In mathematics, a **percentage** is a number or ratio expressed as a fraction of 100. It is often denoted using the percent sign, "%", or the abbreviations "pct.", "pct"; sometimes the abbreviation "pc" is also used. A percentage is a dimensionless number (pure number).

For example, 45% (read as "forty-five percent") is equal to ^{45}⁄_{100}, or 0.45. Percentages are often used to express a proportionate part of a total.

(Similarly, one can express a number as a fraction of 1,000 using the term "per mille" or the symbol "‰".)

If 50% of the total number of students in the class are male, that means that 50 out of every 100 students are male. If there are 1000 students then 500 of them are male.

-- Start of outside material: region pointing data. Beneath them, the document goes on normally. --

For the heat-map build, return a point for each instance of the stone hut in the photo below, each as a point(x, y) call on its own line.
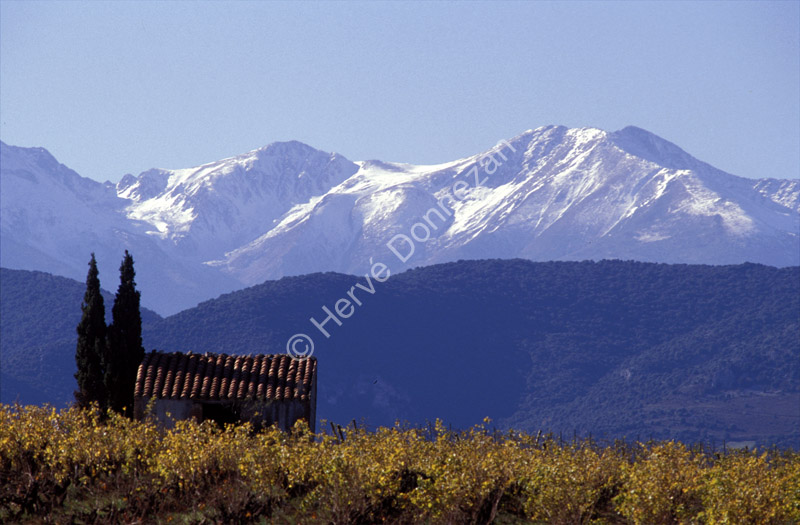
point(262, 389)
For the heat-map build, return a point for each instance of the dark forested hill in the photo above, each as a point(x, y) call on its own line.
point(614, 348)
point(610, 348)
point(38, 316)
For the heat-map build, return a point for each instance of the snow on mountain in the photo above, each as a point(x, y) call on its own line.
point(52, 219)
point(205, 211)
point(552, 193)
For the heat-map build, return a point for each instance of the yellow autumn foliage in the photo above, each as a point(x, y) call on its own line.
point(76, 466)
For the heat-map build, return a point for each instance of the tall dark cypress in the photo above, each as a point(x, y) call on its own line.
point(91, 349)
point(125, 350)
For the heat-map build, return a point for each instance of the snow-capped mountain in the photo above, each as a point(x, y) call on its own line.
point(551, 193)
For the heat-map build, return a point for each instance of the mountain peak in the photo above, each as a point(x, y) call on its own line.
point(649, 146)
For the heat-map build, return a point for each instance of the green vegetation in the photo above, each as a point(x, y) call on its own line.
point(612, 348)
point(125, 350)
point(91, 350)
point(108, 357)
point(70, 466)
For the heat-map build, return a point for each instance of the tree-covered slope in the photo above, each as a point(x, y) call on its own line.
point(38, 316)
point(610, 348)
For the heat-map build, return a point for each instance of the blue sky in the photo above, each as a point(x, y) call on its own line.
point(117, 87)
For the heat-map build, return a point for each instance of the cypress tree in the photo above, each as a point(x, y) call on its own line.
point(91, 348)
point(125, 351)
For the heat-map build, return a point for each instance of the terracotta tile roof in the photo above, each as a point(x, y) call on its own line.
point(225, 377)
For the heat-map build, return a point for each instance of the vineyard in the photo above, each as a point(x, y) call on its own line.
point(73, 466)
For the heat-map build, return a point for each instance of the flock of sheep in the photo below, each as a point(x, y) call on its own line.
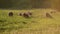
point(29, 14)
point(26, 14)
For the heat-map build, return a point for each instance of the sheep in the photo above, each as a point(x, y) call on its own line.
point(10, 13)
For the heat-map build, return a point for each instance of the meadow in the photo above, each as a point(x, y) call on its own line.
point(38, 23)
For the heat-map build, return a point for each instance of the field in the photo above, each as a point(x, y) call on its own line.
point(38, 23)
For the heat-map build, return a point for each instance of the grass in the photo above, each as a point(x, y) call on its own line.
point(37, 24)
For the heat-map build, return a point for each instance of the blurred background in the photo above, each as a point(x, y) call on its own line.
point(29, 4)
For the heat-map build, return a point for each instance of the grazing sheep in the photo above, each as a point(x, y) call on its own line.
point(48, 15)
point(30, 13)
point(20, 14)
point(26, 15)
point(10, 13)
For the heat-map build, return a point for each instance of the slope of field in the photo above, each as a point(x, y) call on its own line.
point(37, 24)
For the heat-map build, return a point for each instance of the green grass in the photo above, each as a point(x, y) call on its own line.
point(38, 21)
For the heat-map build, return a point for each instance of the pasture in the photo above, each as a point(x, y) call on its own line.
point(38, 23)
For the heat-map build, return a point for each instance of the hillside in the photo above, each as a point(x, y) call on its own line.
point(39, 23)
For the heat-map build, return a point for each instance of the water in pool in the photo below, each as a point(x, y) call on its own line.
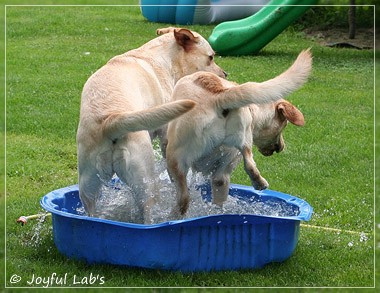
point(117, 203)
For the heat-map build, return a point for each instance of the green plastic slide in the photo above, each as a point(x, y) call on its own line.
point(249, 35)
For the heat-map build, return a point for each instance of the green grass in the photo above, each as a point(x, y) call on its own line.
point(329, 162)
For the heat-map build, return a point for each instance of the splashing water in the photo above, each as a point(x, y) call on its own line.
point(35, 237)
point(117, 202)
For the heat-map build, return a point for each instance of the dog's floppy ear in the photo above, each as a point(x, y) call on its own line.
point(185, 38)
point(291, 113)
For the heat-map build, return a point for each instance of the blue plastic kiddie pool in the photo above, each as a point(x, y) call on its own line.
point(215, 242)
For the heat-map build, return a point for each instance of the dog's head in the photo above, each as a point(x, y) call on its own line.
point(192, 53)
point(268, 123)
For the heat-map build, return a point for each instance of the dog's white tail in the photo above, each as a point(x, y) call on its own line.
point(119, 123)
point(270, 90)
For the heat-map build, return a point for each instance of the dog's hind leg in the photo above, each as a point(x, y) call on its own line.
point(89, 190)
point(133, 162)
point(220, 187)
point(178, 176)
point(258, 182)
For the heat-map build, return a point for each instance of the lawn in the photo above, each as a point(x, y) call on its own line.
point(50, 53)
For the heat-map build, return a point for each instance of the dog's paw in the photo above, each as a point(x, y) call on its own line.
point(261, 184)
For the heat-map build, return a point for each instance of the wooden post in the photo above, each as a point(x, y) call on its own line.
point(352, 20)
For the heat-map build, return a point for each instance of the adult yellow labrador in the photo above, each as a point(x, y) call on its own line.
point(122, 100)
point(227, 119)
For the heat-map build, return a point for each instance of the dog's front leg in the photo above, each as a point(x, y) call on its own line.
point(258, 182)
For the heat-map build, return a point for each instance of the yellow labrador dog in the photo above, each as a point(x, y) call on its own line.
point(126, 97)
point(227, 120)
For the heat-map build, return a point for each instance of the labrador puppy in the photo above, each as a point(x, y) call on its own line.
point(227, 120)
point(123, 100)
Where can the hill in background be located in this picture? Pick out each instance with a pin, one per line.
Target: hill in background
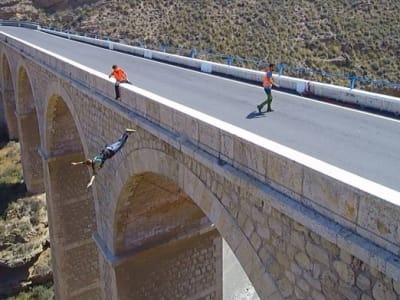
(336, 36)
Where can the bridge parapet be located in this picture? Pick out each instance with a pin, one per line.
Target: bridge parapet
(347, 211)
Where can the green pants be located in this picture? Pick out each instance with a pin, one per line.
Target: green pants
(268, 100)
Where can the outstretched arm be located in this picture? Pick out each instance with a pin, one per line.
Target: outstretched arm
(91, 181)
(78, 163)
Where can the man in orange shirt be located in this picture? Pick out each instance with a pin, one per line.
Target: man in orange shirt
(267, 84)
(120, 77)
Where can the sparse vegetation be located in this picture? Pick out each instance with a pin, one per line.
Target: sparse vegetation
(338, 36)
(24, 240)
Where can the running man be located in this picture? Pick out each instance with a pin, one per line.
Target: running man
(97, 162)
(267, 84)
(120, 77)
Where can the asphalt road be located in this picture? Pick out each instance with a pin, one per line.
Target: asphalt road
(362, 143)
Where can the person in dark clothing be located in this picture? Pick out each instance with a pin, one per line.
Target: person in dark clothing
(268, 82)
(97, 162)
(120, 77)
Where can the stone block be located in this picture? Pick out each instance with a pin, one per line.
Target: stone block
(336, 196)
(285, 172)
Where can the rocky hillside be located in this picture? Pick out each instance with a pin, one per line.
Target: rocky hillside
(24, 234)
(338, 36)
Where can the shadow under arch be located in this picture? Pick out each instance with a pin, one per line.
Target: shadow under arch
(29, 134)
(70, 205)
(136, 167)
(8, 101)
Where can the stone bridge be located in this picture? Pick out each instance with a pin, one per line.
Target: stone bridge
(152, 225)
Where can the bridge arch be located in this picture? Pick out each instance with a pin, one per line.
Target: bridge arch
(138, 172)
(29, 134)
(70, 205)
(8, 98)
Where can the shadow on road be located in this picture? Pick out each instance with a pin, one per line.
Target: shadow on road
(255, 114)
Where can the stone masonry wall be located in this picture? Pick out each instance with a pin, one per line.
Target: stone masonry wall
(306, 266)
(183, 269)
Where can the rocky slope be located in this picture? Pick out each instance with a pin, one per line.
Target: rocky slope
(338, 36)
(24, 234)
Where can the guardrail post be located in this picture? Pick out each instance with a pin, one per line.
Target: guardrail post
(280, 69)
(353, 79)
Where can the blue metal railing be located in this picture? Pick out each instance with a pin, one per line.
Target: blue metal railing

An increase of $0.15 on a price of $2.50 is an increase by a fraction of 0.15/2.50 = 0.06. Expressed as a percentage, this is a 6% increase.

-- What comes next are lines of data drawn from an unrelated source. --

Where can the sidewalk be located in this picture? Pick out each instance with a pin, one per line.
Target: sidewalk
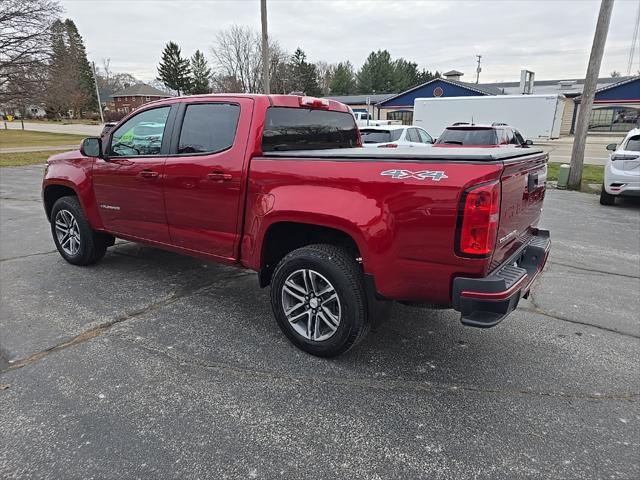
(593, 138)
(74, 128)
(44, 148)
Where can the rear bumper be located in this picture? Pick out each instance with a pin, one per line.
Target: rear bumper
(485, 302)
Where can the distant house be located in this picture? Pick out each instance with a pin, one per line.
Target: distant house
(130, 98)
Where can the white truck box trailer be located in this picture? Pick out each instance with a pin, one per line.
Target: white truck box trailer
(537, 117)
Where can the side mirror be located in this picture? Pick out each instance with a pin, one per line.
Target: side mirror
(91, 147)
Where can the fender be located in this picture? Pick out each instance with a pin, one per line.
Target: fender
(72, 170)
(348, 211)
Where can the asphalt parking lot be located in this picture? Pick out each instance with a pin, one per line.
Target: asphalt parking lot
(153, 365)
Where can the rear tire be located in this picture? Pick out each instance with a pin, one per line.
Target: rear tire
(74, 238)
(319, 301)
(606, 198)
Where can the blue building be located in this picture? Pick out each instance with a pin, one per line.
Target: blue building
(616, 107)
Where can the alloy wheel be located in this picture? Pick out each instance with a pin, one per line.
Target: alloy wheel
(311, 305)
(67, 232)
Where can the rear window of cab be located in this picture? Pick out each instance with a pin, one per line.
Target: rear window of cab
(468, 136)
(289, 129)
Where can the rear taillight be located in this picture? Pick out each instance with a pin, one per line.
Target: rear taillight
(480, 216)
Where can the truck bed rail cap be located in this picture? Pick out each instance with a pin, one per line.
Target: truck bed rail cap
(449, 153)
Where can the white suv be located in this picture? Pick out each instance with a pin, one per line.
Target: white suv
(622, 171)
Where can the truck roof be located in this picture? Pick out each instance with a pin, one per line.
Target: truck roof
(289, 101)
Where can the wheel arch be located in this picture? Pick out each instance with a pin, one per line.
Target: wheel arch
(282, 237)
(53, 192)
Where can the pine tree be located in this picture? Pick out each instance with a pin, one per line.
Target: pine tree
(200, 74)
(377, 74)
(344, 81)
(85, 97)
(174, 71)
(303, 74)
(59, 83)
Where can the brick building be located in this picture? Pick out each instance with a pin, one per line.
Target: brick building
(135, 96)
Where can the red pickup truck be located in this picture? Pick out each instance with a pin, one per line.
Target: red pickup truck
(279, 184)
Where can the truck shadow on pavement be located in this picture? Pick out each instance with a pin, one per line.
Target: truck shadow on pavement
(213, 317)
(229, 324)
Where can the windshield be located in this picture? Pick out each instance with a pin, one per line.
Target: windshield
(379, 136)
(468, 136)
(308, 129)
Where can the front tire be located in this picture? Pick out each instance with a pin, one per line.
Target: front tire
(606, 198)
(319, 301)
(74, 238)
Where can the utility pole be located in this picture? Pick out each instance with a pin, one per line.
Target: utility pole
(588, 93)
(265, 47)
(95, 81)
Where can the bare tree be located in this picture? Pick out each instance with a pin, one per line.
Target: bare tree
(24, 47)
(237, 55)
(325, 72)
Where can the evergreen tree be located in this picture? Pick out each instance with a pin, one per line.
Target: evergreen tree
(344, 80)
(377, 74)
(59, 84)
(174, 71)
(406, 75)
(304, 76)
(200, 74)
(85, 96)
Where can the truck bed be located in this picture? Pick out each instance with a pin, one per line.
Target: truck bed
(400, 206)
(418, 154)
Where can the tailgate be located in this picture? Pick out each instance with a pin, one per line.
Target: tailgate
(523, 184)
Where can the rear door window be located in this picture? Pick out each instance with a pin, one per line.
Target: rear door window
(308, 129)
(141, 135)
(208, 127)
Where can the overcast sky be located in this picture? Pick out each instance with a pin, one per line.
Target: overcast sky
(551, 37)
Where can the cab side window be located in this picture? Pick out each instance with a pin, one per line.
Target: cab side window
(208, 127)
(141, 135)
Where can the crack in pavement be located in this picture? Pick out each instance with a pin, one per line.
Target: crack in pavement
(21, 199)
(104, 327)
(593, 270)
(388, 384)
(27, 256)
(539, 310)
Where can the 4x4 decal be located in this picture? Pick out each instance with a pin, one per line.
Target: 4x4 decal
(436, 176)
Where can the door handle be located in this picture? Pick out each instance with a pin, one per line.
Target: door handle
(220, 177)
(148, 174)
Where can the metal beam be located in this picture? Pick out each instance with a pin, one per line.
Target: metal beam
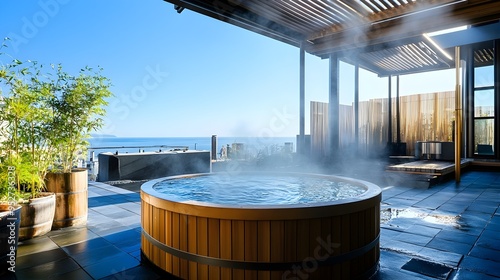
(302, 101)
(333, 106)
(356, 106)
(389, 112)
(458, 117)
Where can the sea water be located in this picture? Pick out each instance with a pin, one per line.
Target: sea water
(139, 144)
(257, 189)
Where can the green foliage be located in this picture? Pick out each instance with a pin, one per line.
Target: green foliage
(45, 117)
(79, 108)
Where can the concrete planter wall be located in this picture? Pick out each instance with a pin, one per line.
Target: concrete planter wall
(71, 190)
(37, 216)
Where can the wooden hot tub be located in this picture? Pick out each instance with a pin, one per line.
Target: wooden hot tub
(197, 240)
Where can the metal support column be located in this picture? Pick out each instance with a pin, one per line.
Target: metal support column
(333, 107)
(389, 117)
(356, 106)
(468, 101)
(496, 70)
(301, 144)
(398, 114)
(458, 116)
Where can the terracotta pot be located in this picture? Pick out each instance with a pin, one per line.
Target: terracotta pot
(10, 218)
(37, 216)
(71, 191)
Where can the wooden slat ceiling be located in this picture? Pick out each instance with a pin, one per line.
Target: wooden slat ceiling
(355, 29)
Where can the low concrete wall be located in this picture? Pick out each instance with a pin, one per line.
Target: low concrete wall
(151, 165)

While many percentage values are between 0 and 100, there is no mathematical restriction and percentages may take on other values. For example, it is common to refer to 111% or −35%, especially for percent changes and comparisons.

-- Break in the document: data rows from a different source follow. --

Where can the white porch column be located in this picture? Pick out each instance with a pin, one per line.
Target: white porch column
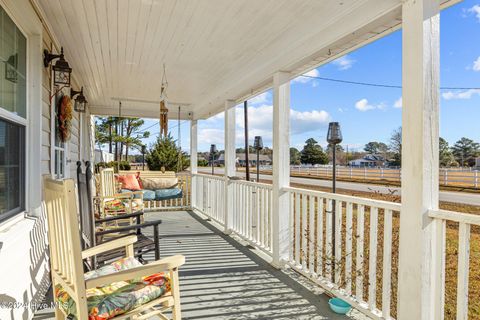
(281, 167)
(193, 162)
(418, 266)
(229, 162)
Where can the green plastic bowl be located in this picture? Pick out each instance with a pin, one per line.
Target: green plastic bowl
(339, 306)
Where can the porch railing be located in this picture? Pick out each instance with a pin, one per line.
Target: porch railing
(209, 197)
(464, 222)
(355, 259)
(252, 214)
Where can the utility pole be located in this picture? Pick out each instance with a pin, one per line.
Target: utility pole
(247, 163)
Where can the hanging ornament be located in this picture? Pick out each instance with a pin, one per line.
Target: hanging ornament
(164, 105)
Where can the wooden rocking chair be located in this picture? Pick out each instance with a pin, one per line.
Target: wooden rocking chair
(80, 295)
(129, 202)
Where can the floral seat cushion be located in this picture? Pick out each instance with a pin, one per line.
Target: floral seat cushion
(119, 297)
(118, 206)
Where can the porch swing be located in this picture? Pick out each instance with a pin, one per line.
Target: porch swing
(160, 186)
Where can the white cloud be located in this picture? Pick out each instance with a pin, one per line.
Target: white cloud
(466, 94)
(363, 105)
(476, 11)
(311, 73)
(344, 63)
(476, 64)
(260, 120)
(398, 103)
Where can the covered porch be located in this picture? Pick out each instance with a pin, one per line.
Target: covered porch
(254, 250)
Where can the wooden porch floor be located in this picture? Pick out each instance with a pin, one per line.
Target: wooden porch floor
(225, 279)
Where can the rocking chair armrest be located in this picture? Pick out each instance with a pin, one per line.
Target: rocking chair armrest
(129, 228)
(110, 245)
(119, 217)
(168, 264)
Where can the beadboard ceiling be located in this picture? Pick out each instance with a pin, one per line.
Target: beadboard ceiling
(213, 50)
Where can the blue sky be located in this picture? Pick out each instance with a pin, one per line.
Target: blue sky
(367, 113)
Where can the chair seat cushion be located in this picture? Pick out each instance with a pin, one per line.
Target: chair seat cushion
(148, 195)
(117, 298)
(166, 194)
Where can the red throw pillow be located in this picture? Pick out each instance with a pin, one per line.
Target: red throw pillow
(139, 180)
(129, 182)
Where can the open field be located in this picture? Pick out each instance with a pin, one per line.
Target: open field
(449, 179)
(451, 253)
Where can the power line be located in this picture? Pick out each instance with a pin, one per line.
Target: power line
(173, 127)
(381, 85)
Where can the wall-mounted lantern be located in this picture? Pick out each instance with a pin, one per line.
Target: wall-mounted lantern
(61, 69)
(258, 145)
(80, 101)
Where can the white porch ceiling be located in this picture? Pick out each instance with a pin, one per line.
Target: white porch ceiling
(213, 50)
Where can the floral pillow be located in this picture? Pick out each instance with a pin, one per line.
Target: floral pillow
(114, 299)
(130, 181)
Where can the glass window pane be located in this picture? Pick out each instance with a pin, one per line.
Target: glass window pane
(12, 168)
(13, 62)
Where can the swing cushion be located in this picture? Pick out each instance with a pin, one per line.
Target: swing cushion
(130, 181)
(148, 195)
(117, 298)
(167, 194)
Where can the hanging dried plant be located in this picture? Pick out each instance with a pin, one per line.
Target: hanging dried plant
(64, 118)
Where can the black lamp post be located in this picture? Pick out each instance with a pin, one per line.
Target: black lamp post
(213, 150)
(61, 69)
(334, 137)
(258, 145)
(144, 150)
(80, 101)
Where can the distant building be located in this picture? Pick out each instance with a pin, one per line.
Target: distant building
(240, 159)
(103, 156)
(369, 160)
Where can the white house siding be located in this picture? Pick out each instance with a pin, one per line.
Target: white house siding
(24, 267)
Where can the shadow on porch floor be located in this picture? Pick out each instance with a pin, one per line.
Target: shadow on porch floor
(224, 279)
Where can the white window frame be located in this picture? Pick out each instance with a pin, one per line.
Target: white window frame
(54, 166)
(27, 21)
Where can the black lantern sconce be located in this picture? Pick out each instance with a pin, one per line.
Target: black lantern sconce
(61, 69)
(80, 101)
(258, 145)
(213, 151)
(11, 68)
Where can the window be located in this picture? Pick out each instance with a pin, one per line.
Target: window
(13, 51)
(12, 166)
(13, 107)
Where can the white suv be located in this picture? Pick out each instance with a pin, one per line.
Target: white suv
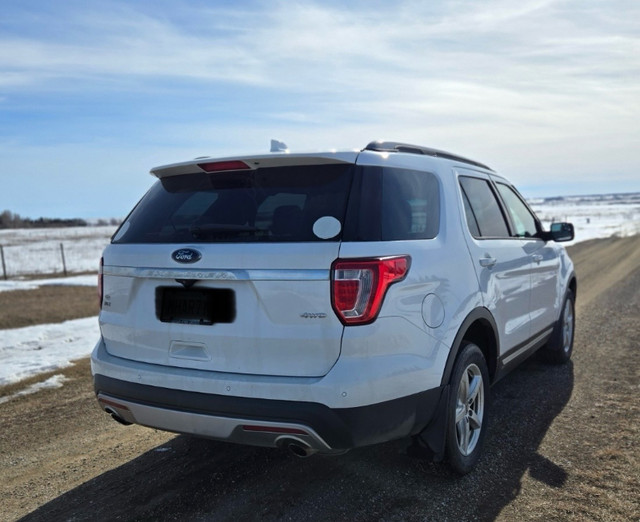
(320, 302)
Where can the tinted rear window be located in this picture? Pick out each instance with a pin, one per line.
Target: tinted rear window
(282, 205)
(271, 204)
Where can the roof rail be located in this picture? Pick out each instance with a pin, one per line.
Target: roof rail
(394, 146)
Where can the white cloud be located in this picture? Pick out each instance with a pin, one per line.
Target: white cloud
(520, 83)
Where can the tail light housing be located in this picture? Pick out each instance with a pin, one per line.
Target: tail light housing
(100, 284)
(358, 286)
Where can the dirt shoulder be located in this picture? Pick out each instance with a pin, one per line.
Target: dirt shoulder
(562, 444)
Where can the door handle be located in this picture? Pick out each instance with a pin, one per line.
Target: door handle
(488, 262)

In Ancient Rome, long before the existence of the decimal system, computations were often made in fractions which were multiples of ^{1}⁄_{100}. For example, Augustus levied a tax of ^{1}⁄_{100} on goods sold at auction known as *centesima rerum venalium*. Computation with these fractions was equivalent to computing percentages. As denominations of money grew in the Middle Ages, computations with a denominator of 100 became more standard and from the late 15th century to the early 16th century it became common for arithmetic texts to include such computations. Many of these texts applied these methods to profit and loss, interest rates, and the Rule of Three. By the 17th century it was standard to quote interest rates in hundredths.